What such accounts failed to control for was the possibility that financial stability risks accumulated over a dozen years of free money might ultimately be exposed by incremental tightening as the Fed approached terminal. Once exposed, such risks could manifest in a mini-panic, thereby setting in motion a chain of events with the potential to curb growth further.
To be sure, Wilson doesn’t see a repeat of 2008. But, he warned Monday that “last week’s events are likely to have a negative impact on economic growth at a time when growth is already waning in many parts of the economy.”
The figure shows that the tightening delivered since the onset of the Fed’s inflation war early last year is very extreme if you measure from the trough in the shadow rate and account for the compressed time frame.
“Fed policy works with long and variable lags [and] the pace of Fed tightening over the past year is unprecedented when one considers that the Fed has been engaged in aggressive quantitative tightening while raising the Fed funds rate by almost 500bps,” Wilson wrote.

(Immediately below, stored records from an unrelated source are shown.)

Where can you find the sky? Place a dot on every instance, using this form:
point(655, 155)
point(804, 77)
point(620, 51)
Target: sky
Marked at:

He specifically mentioned the possibility that market participants’ obsession with various real-time gauges of financial conditions might’ve led everyone astray. “The focus on ‘market based’ measures of Financial Conditions may have lulled both investors and the Fed itself into thinking policy tightening had not yet gone far enough even though more traditional measures like the yield curve have been flashing warnings for the past 6+months,” Wilson said.
So, boiling frogs, in other words.




The necessary condition is curve inversion. The sufficient condition is credit spreads widening. We are here.
BTC is up ~20% today (>25% since Thursday). I’m becoming more convinced that people (maybe companies, especially SVB customers) are buying BTC as a “safe place” to store your funds. I haven’t been able to figure out another immediate demand driver that would cause this price action in BTC. Anyone else have ideas? If I’m right, this won’t end well.
I noticed that also and gold not so much so.
If Gold (5%5day)takes off, then the masses are scared.
GFI it’s up 11% today so I guess investors are front running that idea
Not sure who’s doing the crypto buying, but Bitcoin long has been touted as a “modern” alternative to gold as an inflation hedge, safe haven etc.. Certainly the correlation with risk equities over the recent past had put that concept into serious doubt – but it seems the idea isn’t dead (now that there’s been a shakeout of much of the absurd excesses in the crypto world)? Meanwhile, it’s somewhat reassuring to see all the PM mining stocks and ETFs…along with long treasury ETFs…reversing their recent correlations with other risk assets and doing what they’re “supposed to” as diversifying elements of my portfolio!
Good, point. I personally never saw crypto as a hedge/safe haven but rather a result of excess global liquidity and a playground for speculators. Maybe you’re right, maybe I’m right. I would say I doubt the excess has actually been shaken out yet of crypto yet. We’ll just have to wait to see how it plays out. I expect crypto to go similar to web 1.0 before the best of bread survive to create a sustainable model.